La sortie de crise reste lointaine pour l'immobilier commercial aux États-Unis alors que les loyers et la valeur des biens devraient continuer à reculer cette année, la reprise n'étant attendue au plus tôt qu'en 2011 par les experts.

«Le marché de l'immobilier commercial continue à pâtir d'une des plus profondes récessions depuis des décennies», constate le cabinet de conseil Deloitte dans une enquête publiée mercredi, alors que la hausse du chômage a entraîné une moindre demande d'espaces de bureaux, de boutiques et d'entrepôts.

«Les taux d'occupation vont continuer à reculer et beaucoup de propriétaires d'immeubles commerciaux vont devoir faire davantage de concessions sur les loyers», renchérit Lawrence Yun, économiste de l'association américaine des agents immobiliers (NAR), dans une étude récente.

La NAR prévoit une augmentation du taux d'inoccupation des bureaux à 17,6% fin 2010 contre 16,3% fin 2009 ainsi qu'une baisse de 7% des loyers de bureaux cette année, après -12% l'an dernier.

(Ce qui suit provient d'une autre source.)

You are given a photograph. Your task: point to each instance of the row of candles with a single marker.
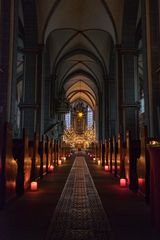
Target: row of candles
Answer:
(123, 181)
(34, 184)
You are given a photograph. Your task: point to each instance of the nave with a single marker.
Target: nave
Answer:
(79, 201)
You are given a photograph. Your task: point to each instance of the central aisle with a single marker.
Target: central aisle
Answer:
(79, 214)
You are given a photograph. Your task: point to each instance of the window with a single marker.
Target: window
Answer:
(89, 118)
(68, 120)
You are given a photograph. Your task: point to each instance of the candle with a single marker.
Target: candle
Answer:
(106, 167)
(140, 181)
(99, 162)
(60, 162)
(123, 182)
(51, 167)
(33, 186)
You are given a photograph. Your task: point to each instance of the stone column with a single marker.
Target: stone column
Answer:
(151, 39)
(129, 107)
(29, 104)
(5, 59)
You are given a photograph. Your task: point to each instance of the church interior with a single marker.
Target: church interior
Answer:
(79, 119)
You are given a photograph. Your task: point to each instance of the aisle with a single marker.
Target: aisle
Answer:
(79, 214)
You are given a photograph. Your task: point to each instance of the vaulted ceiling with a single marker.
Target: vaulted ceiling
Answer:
(80, 36)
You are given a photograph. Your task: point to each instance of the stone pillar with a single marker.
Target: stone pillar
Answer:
(5, 64)
(129, 107)
(151, 39)
(40, 91)
(29, 104)
(119, 91)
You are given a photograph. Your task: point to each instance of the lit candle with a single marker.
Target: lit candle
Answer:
(140, 181)
(33, 186)
(60, 162)
(123, 182)
(106, 167)
(51, 167)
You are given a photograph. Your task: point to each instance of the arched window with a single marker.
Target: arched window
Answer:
(89, 118)
(68, 120)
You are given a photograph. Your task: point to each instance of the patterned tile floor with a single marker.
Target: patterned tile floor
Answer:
(79, 214)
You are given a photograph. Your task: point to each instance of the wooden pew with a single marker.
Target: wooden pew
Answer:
(143, 165)
(21, 155)
(8, 166)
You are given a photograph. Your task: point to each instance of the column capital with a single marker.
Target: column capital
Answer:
(126, 51)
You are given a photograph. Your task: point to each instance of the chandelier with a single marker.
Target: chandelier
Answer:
(71, 138)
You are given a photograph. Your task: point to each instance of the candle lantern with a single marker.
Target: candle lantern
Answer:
(99, 162)
(51, 168)
(60, 162)
(106, 167)
(140, 181)
(33, 186)
(123, 182)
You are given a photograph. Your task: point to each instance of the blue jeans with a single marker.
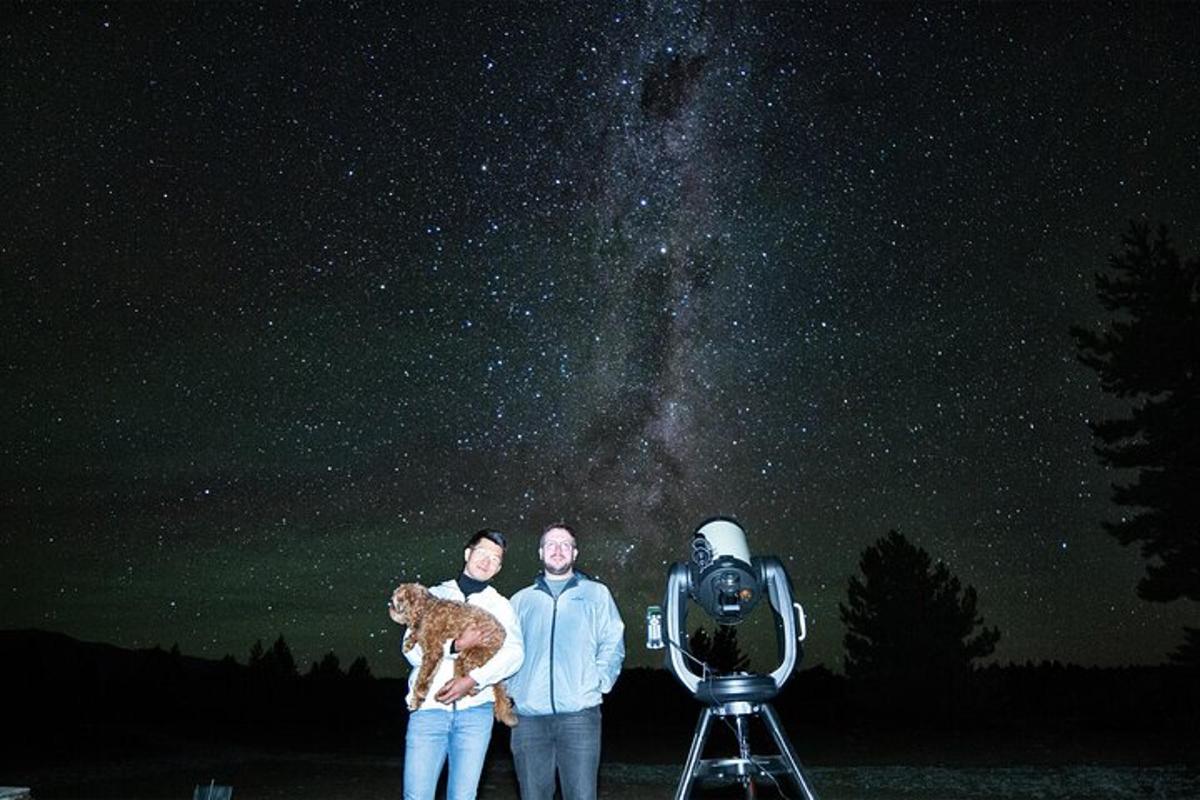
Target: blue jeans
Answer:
(567, 743)
(432, 737)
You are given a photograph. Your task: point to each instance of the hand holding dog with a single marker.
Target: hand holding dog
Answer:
(455, 690)
(472, 637)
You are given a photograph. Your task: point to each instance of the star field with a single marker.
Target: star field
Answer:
(297, 298)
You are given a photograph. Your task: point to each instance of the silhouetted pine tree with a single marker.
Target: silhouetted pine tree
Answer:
(910, 630)
(1150, 355)
(329, 668)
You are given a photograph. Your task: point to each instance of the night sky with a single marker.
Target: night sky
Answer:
(297, 296)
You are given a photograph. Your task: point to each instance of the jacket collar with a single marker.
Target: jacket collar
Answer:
(540, 581)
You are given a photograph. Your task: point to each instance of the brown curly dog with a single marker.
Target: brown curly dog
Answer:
(431, 621)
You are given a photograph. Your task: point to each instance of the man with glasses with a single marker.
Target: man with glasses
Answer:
(455, 721)
(574, 647)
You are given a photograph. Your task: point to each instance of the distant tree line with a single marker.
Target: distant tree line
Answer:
(1147, 354)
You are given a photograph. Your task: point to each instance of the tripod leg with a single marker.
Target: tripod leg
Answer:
(785, 750)
(741, 732)
(697, 746)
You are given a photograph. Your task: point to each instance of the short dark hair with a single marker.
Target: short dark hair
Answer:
(557, 525)
(493, 536)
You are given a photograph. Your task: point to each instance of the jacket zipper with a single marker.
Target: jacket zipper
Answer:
(553, 624)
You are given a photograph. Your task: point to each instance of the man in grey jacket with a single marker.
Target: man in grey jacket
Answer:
(574, 647)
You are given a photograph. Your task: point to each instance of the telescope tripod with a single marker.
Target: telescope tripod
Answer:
(745, 767)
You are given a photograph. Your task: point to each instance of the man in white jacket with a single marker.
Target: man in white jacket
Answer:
(455, 722)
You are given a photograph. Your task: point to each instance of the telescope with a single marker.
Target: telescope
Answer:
(727, 583)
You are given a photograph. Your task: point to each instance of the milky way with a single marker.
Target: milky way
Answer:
(294, 299)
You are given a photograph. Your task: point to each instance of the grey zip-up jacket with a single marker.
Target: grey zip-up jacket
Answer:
(574, 647)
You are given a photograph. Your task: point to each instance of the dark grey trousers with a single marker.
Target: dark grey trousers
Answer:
(567, 743)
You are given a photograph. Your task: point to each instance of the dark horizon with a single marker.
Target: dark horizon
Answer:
(297, 299)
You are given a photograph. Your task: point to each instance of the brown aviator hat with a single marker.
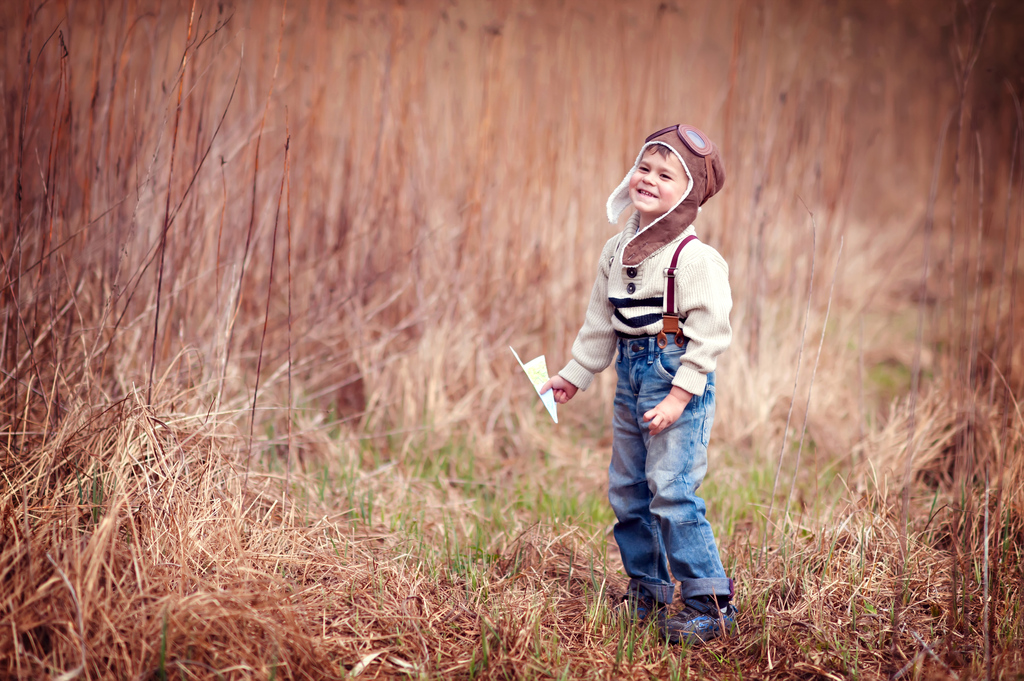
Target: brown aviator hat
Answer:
(707, 175)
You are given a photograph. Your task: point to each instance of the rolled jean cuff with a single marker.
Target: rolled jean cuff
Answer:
(659, 592)
(712, 586)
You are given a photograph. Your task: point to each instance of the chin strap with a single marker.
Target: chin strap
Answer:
(670, 320)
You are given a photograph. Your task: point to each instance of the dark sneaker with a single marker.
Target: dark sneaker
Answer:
(639, 607)
(698, 622)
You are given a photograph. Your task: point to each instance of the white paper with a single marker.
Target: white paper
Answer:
(537, 371)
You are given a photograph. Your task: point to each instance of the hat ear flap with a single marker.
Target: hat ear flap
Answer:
(715, 175)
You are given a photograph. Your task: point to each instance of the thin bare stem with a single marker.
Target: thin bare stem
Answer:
(793, 397)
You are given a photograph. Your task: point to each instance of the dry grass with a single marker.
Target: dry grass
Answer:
(261, 266)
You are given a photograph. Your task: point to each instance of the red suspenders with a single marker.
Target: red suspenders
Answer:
(670, 320)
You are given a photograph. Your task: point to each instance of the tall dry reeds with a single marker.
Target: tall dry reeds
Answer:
(223, 400)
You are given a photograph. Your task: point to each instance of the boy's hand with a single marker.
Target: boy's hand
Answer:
(563, 389)
(667, 411)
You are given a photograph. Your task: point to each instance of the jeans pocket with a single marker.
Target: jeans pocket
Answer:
(667, 363)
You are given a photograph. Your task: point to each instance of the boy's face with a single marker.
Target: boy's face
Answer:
(657, 184)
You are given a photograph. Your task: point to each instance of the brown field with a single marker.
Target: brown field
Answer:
(261, 265)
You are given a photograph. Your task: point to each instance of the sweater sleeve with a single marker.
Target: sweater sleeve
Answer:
(706, 300)
(595, 344)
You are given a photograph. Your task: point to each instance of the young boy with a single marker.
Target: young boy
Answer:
(662, 298)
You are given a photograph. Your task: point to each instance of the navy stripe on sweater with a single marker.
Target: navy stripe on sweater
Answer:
(635, 302)
(638, 322)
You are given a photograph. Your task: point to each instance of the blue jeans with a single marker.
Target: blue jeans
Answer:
(652, 480)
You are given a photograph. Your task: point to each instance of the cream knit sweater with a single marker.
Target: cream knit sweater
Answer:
(629, 300)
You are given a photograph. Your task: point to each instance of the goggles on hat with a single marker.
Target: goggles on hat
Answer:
(695, 141)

L'association anticipe aussi un taux d'inoccupation des boutiques quasi stable à 12,7% fin 2010 comparé à fin 2009, un taux qui pourrait se maintenir en 2011. Les loyers des boutiques devraient s'effriter de 2,4% cette année après un repli de 4% l'an dernier, anticipe la NAR.

Depuis début 2007, la valeur des biens immobiliers et des loyers commerciaux a chuté de plus de 40%.

Sur ces tendances se greffent de grandes variations locales, remarque Kenneth McCarthy, directeur de la recherche pour New York du groupe immobilier Cushman and Wakefield.

C'est à New York et à Washington, capitales économique et politique des États-Unis, que la reprise est la plus proche, comparé à d'autres villes plus touchées par la crise immobilière et «toujours sous pression» comme Phoenix, Miami ou Detroit, détaille-t-il.

Malgré cela, il n'y a guère de pâté de maison à Manhattan sans boutiques vides flanquées de panneaux «à louer», même si M. McCarthy juge que le marché new-yorkais des boutiques «ne se détériore plus».

Il fait aussi valoir que beaucoup de propriétaires d'immeubles ou de biens immobiliers commerciaux préfèrent garder leurs biens inoccupés plutôt que de les vendre ou de brader les loyers, car ils veulent croire en une reprise prochaine dans des villes comme New York.

Sur l'ensemble des États-Unis, la détérioration attendue de l'immobilier commercial inquiète les autorités fédérales, comme l'a souligné mercredi Elizabeth Duke, l'un des gouverneurs de la Réserve fédérale: «la détérioration des prêts immobiliers commerciaux reste la plus grande inquiétude de la communauté bancaire», a-t-elle affirmé.

Un rapport parlementaire publié en février soulignait qu'entre 2010 et 2014, environ 1400 milliards de dollars de prêts immobiliers commerciaux arriveraient à échéance et que la moitié d'entre eux valaient désormais plus cher que les biens pour l'achat duquel ils ont été souscrits.

La NAR entrevoit toutefois une embellie de l'immobilier commercial aux États-Unis l'an prochain grâce à un rebond attendu de l'emploi et de la confiance, qui devrait doper la demande de bureaux et d'entrepôts et de boutiques.

Mais beaucoup d'experts se montrent plus pessimistes. Près des deux tiers des dirigeants sondés par Deloitte estiment qu'une reprise totale du marché prendra deux à trois ans, 29% d'entre eux tablant sur quatre ans ou plus.

M. McCarthy estime de son côté qu'il faudra deux à trois ans pour que l'immobilier commercial retrouve ses niveaux de 2006-2007 en termes de loyers et de prix des biens.

Pour l'heure, «les dirigeants des groupes immobiliers commerciaux évaluent leurs options, déterminent si l'heure est de nouveau à l'investissement pendant que les prix restent bas et avant que les taux d'intérêt rebondissent», conclut l'étude de Deloitte.